Opinion
126,976
10-11-2024
In the Matter of the Guardianship and Conservatorship of B.L.W.
Sheryl Bussell, of Chanute, for appellant father. Robert E. Johnson, II, of Johnson Schowengerdt, P.A., of Iola, for appellees T.B. and B.B. Bret A. Heim, guardian ad litem, of Heim Law Offices, P.A., of Iola.
NOT DESIGNATED FOR PUBLICATION
Submitted without oral argument.
Appeal from Neosho District Court; TOD MICHAEL DAVIS, judge. Appeal dismissed.
Sheryl Bussell, of Chanute, for appellant father.
Robert E. Johnson, II, of Johnson Schowengerdt, P.A., of Iola, for appellees T.B. and B.B.
Bret A. Heim, guardian ad litem, of Heim Law Offices, P.A., of Iola.
Before MALONE, P.J., GREEN and HILL, JJ.
MEMORANDUM OPINION
PER CURIAM:
The district court granted B.L.W.'s maternal aunt and uncle temporary guardianship of B.L.W. after B.L.W.'s mother passed away. Father filed a motion to terminate the temporary guardianship, which the district court denied. Father brings this appeal claiming the district court erred in denying his motion to terminate the temporary guardianship. He also claims the district court erred in extending the order of temporary guardianship more than two years after the temporary order expired under the statute. For reasons we will endeavor to carefully explain in this opinion, we dismiss the appeal for lack of jurisdiction because Father is not appealing a final order, judgment, or decree entered by the district court in the guardianship and conservatorship proceeding.
FACTUAL AND PROCEDURAL BACKGROUND
In May 2021, B.L.W. (born in 2016) lived with his natural mother (Mother) in Grove, Oklahoma. Mother died on May 23, 2021. The next day, B.L.W.'s maternal aunt, T.B., and maternal uncle, B.B. (the petitioners), who lived in Chanute, petitioned for appointment of a guardian and conservator. The petitioners alleged that Father had failed to assume the duties of a parent and was not physically or emotionally capable of meeting the financial, physical, or emotional needs of the child, and it was in B.L.W.'s best interests to appoint them as guardians and conservators.

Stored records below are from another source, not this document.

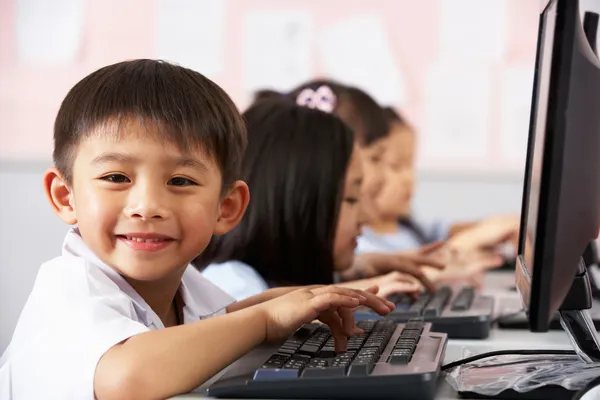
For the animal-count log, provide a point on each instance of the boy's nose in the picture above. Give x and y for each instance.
(147, 203)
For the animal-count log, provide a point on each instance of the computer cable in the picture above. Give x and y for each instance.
(481, 356)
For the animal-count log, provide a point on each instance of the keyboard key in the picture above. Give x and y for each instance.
(327, 352)
(463, 301)
(329, 372)
(401, 359)
(419, 305)
(436, 304)
(318, 363)
(360, 369)
(274, 374)
(309, 349)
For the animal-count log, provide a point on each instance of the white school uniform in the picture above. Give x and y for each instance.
(404, 239)
(238, 279)
(78, 309)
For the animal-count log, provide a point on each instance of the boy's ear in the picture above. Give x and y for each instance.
(60, 195)
(232, 207)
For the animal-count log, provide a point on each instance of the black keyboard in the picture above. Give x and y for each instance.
(460, 311)
(387, 361)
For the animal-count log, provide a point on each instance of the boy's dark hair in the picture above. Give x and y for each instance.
(175, 103)
(266, 94)
(355, 107)
(295, 166)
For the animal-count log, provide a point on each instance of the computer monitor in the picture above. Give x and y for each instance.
(561, 197)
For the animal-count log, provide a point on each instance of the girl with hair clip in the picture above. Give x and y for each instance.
(302, 222)
(394, 228)
(366, 119)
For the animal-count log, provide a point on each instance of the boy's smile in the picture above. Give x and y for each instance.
(146, 241)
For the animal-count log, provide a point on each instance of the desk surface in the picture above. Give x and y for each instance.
(497, 284)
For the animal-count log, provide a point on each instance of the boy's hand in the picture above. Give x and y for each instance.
(411, 263)
(330, 304)
(390, 283)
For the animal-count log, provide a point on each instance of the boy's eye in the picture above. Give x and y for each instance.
(180, 181)
(116, 178)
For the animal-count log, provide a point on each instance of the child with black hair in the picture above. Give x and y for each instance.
(394, 227)
(305, 176)
(147, 158)
(367, 120)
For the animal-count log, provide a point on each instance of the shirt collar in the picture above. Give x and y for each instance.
(201, 298)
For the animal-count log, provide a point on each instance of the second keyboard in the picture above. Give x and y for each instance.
(458, 311)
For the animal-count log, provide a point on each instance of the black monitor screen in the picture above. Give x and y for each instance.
(543, 85)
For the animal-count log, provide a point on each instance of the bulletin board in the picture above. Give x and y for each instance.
(460, 70)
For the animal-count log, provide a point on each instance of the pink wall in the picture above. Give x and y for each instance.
(117, 30)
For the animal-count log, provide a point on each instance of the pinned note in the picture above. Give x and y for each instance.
(49, 33)
(358, 51)
(191, 33)
(277, 49)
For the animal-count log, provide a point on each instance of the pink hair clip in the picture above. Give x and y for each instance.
(322, 99)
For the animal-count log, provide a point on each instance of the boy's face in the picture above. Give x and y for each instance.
(349, 220)
(394, 200)
(374, 178)
(143, 206)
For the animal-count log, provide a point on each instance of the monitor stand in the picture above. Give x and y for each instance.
(576, 320)
(581, 331)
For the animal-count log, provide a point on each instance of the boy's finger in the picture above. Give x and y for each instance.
(347, 317)
(339, 290)
(428, 261)
(373, 289)
(431, 247)
(325, 301)
(420, 275)
(378, 304)
(398, 287)
(334, 321)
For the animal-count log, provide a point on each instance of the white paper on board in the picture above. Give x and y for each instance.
(277, 49)
(49, 33)
(358, 51)
(191, 33)
(456, 115)
(473, 30)
(517, 87)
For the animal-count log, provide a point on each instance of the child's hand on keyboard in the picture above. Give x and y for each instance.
(330, 304)
(390, 283)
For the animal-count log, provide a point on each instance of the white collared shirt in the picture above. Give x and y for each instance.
(238, 279)
(78, 309)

The petitioners requested temporary guardianship of B.L.W. pending a final hearing and requested the district court make an ex parte finding that an imminent danger was present and appoint them temporary guardians. The district court granted the petition of temporary guardianship "for 30 days after issuance of this order or until the Court hearing the Petition." The temporary order stated that the petition for the appointment of a guardian and conservator would be heard on June 24, 2021, at 2 p.m. The district court also appointed a guardian ad litem for B.L.W.
The petition and temporary order were served on Father on June 14, 2021, and counsel filed an entry of appearance on Father's behalf. On June 17, 2021, counsel for the petitioners moved to continue the June 24, 2021 hearing "to a date the Court deems just and proper." The record shows no ruling on the continuance request, but no final hearing to establish a permanent guardianship has ever been held in district court.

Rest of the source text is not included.